Total, que acababa de tirar a la basura urbana esa cifra sin obtener nada a cambio. Mi cara debió parecer un poema —una máscara de furia contenida— tras apretar la tecla roja del móvil, pues a nadie le gusta perder dinero.
«Así pues, resulta que nadie conoce al tal 'Lerön Wall', presunto coleccionista de arte», cavilé cariacontecido ante la frustrante novedad. Y la pieza, aun a riesgo de ser auténtica y, por lo tanto, extraída subrepticiamente de alguna excavación, era tan desconocida como su anterior propietario. Haciendo un esfuerzo mental extra, decidí dedicar toda mi atención a la bandeja del desayuno que tenía frente a mí, antes de continuar estrujándome el cerebro, y luego disfrutar del agradable sol mientras me alimentaba. Comí con deliberada lentitud, saboreando cada suave mordisco dado a las gruesas y doradas tostadas generosamente cubiertas de mantequilla y mermelada de melocotón, todo ello tras tomarme de un solo sorbo el zumo de naranja. Como era costumbre en mí, reservé el
capuccino
para degustarlo mientras me informaba leyendo la prensa del día.
La Repubblica
publicaba, en primera página, el comienzo de la nueva guerra en el Golfo Pérsico. Sadam Hussein se enfrentaba él solito contra unos Estados Unidos de América eufóricos, y la ciega efervescencia bélica yanqui hacía que se exaltaran los ánimos en una Europa casi por completo en contra de la política de garrote y tentetieso de George W. Bush, digno hijo de su ínclito padre.

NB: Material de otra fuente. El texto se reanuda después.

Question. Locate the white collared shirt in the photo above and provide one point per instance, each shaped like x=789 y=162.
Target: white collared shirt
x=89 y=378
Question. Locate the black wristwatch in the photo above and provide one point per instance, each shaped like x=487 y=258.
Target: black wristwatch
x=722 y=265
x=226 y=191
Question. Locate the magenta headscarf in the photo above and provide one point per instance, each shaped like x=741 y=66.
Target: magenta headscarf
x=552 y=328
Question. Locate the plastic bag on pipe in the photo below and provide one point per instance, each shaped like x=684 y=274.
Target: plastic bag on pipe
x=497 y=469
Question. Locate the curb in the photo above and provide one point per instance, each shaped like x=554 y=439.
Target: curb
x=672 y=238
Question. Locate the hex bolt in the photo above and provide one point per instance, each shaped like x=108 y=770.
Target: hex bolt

Esto venía a complicar sobremanera mis actividades en la región con las mayores reservas petrolíferas. Para mí, sólo era uno de los lugares más ricos del mundo en yacimientos arqueológicos. No en vano, toda la cultura tenía su origen cerca de allí, en la antigua y legendaria Mesopotamia.
Miré todo el periódico con calma. Únicamente una noticia atrajo verdaderamente mi atención; de hecho, me hizo palidecer en cuestión de décimas de segundo, sumiéndome en la inercia de lo imprevisto. Después aspiré hondo el aire romano y leí de nuevo el titular de la gacetilla.
Asesinado en su domicilio de Roma el conocido anticuario Pietro Casetti.
En una columna, apenas ocho miserables líneas informaban del suceso en el rotativo romano. La gacetilla apenas aportaba detalles dignos de consideración. El cuerpo del finado había sido encontrado por su asistenta, con un puñal clavado en el pecho, sobre la costosa alfombra persa de su despacho. No habían robado nada; aparentemente, aquello era el ajuste de cuentas de cada día en el país de la Mafia. Pero era la segunda muerte de un anticuario famoso en un mes. La otra había ocurrido en Londres, apenas quince días antes. No obstante, el escenario y el método eran distintos.
Adopté una actitud reflexiva.
Me hubiera parecido una coincidencia —en las que por cierto, no creo; eso es para las mentes ingenuas— si no fuera porque los dos habían contado conmigo para contratar mis servicios poco antes de ser asesinados.